As with Dominant White, which comprises over 35 haplotypes, of which several haplotypes were identified in only a single individual or a small family as a result of sporadic mutations, we expect that the roan phenotype is also due to multiple independent haplotypes. It is our intention to sequence a number of unknown roans in other breeds to discover their specific roan haplotype.
This exploratory study, using whole genome sequencing of a small number of roan samples, showcases the ease in which new variant alleles associated with the roan coat color can be discovered. Whole genome sequence data allowed us to examine the expansive intergenic regions neighboring KIT. For the current report, the limited number of non-roan horses examined using WGS increased the likelihood of variant dropout due to chance missingness of low-frequency variations in the population. By utilizing more broad sampling with WGS in the future, we hope to limit that dropout.
4. Conclusions
As proposed in our previous paper [
5], we used whole genome sequencing to generate an average of 40× coverage for a sample of horses that included some unknown roan variants. The whole genome sequencing (WGS) of several RN1 and RN2 samples allowed us to re-analyze the
KIT region, confirming the previously detected roan variants, while performing WGS on unknown roan samples provided new variants, defining a third roan haplotype,
RN3. Together with the roan
RN1 and
RN2 haplotypes discovered previously, we estimate that these three haplotypes account for the vast majority (~90–95%) of roan phenotypes in American Quarter Horses and American Paint Horses, and all three haplotypes were likely proliferated by popular stallions. As such, we expect the majority of roan horses in the American Quarter Horse population to be assigned one of these three haplotypes. Overall, the
RN3 haplotype is likely present in <1% of all horses. As stated in the previous study, these haplotypes are in linkage disequilibrium with roan, and may not be the causative variant.
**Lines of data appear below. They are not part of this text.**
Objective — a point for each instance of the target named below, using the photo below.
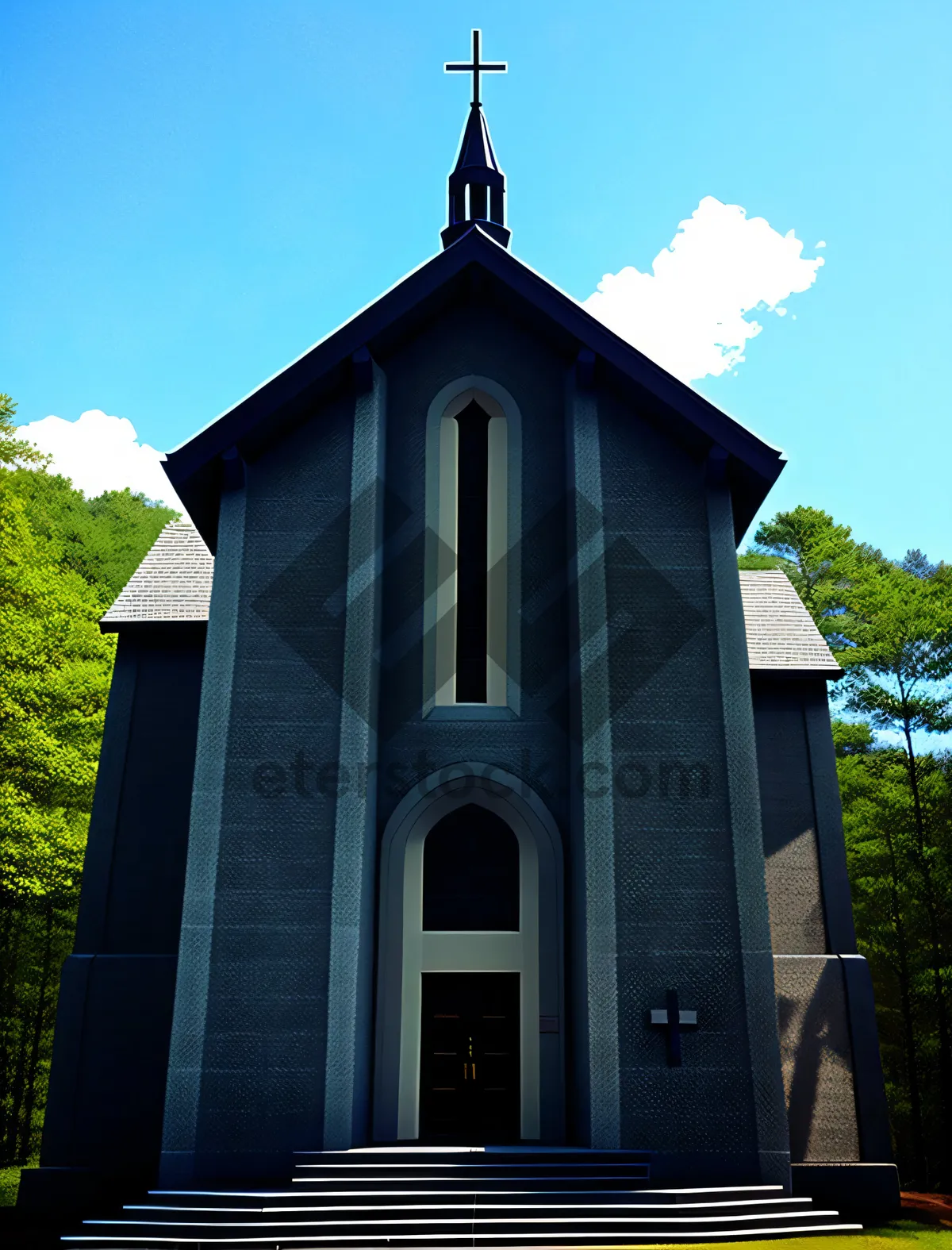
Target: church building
(456, 788)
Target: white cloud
(690, 314)
(102, 452)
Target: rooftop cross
(475, 67)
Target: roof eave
(194, 467)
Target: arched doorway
(493, 863)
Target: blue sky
(199, 190)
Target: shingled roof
(171, 584)
(781, 634)
(174, 584)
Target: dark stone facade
(670, 783)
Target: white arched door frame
(405, 952)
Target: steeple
(478, 185)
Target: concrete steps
(458, 1197)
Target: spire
(476, 185)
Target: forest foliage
(63, 560)
(890, 625)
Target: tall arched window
(473, 574)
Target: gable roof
(781, 634)
(475, 259)
(174, 584)
(171, 584)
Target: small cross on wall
(674, 1019)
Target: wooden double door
(470, 1058)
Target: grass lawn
(899, 1235)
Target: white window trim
(505, 528)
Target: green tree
(54, 680)
(63, 560)
(890, 625)
(901, 621)
(13, 449)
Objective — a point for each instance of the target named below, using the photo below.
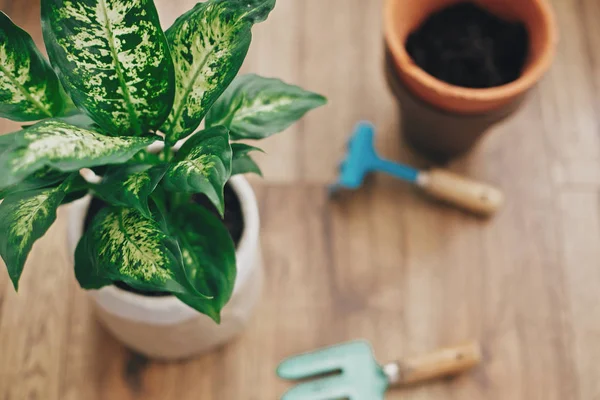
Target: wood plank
(384, 263)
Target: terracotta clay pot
(443, 120)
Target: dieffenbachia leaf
(43, 178)
(29, 89)
(24, 218)
(254, 107)
(64, 147)
(241, 162)
(208, 44)
(113, 59)
(208, 257)
(202, 165)
(123, 245)
(130, 186)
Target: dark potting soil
(466, 45)
(233, 220)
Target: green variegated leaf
(203, 165)
(130, 186)
(241, 162)
(254, 107)
(29, 89)
(208, 257)
(113, 59)
(122, 245)
(43, 178)
(58, 145)
(24, 218)
(208, 44)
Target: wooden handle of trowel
(476, 197)
(443, 363)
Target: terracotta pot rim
(410, 70)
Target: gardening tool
(359, 377)
(362, 159)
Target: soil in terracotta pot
(233, 220)
(465, 45)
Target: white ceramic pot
(164, 327)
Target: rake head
(351, 373)
(360, 159)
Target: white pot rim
(169, 309)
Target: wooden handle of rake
(443, 363)
(476, 197)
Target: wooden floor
(385, 264)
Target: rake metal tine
(320, 362)
(329, 388)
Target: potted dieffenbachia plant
(158, 226)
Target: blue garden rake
(362, 159)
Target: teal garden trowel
(350, 371)
(362, 159)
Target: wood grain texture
(385, 263)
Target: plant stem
(167, 152)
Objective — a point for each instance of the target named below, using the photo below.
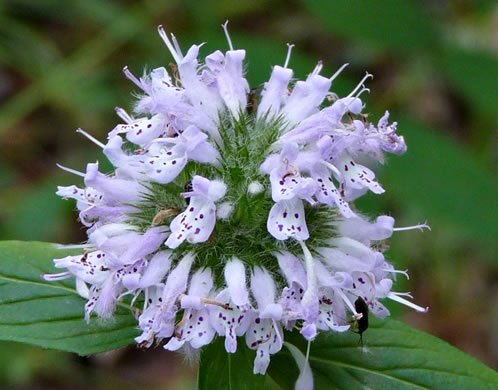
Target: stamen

As the
RN haplotypes extended beyond the borders of the
KIT gene, whole genome sequencing is the most logical and cost-effective method to investigate the variants associated with roan.
For other breeds, such as Arabian, Belgian Draft, Clydesdale, Gypsy Cob, Tennessee Walker, and Shire horses, more research into these roan phenotypes is needed, and this is ongoing. So far, only RN1 is detectable in these breeds, covering approximately 50% of the roan horses in these breeds. Therefore, other roan haplotypes might yet be discovered.